What seems now like a lifetime ago, I initially thought we belonged in Vietnam. By 1967-68, I had changed my mind and come to the realization it should never have been part of our country's agenda. Today, I am even more adamant that we have no earthly business in Iraq or any other country for that matter, trying to tell them how to run their affairs. My theory is if they want a form of government like ours, even just along the same lines, let them flesh it out on their own. By feeling this way does not -as many will assert - mean I do not support our troops there because I do -they're doing what they were hired on to do when they enlisted and have no control over where they are sent, what their orders are anymore than you or I have control over this war. But I do believe everything possible should be done to show our government that our presence there is doing nothing, overall, than creating more animosity world-wide towards the U.S. Had Iraq actually attacked us, my thought process would be different but they didn't and therefore, this is a private war of Dubya's, born for whatever reason, and as such should be ruled for what it is -immoral and illegal -if there is such a thing as an "illegal" war.

Monica said...

When you said not to open it with kids around, I knew it was bad. So I didn't open it.

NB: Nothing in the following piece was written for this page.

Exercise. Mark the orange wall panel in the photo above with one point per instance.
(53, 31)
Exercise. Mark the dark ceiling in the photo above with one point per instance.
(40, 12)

I have not been able to watch a war movie since the war in Iraq started. I've never watched Army wives and even that show Jericho got to me after a couple of episodes and I just couldn't watch it. I bought Pearl Harbor after taking my younger two kids to see it...it's just gathering dust.

All I have to do is look at a picture of my son or check on him after his latest medical appointment and the Iraq war is more vivid to me than any movie or TV show.

And I STILL wouldn't wish it upon Bush's daughters.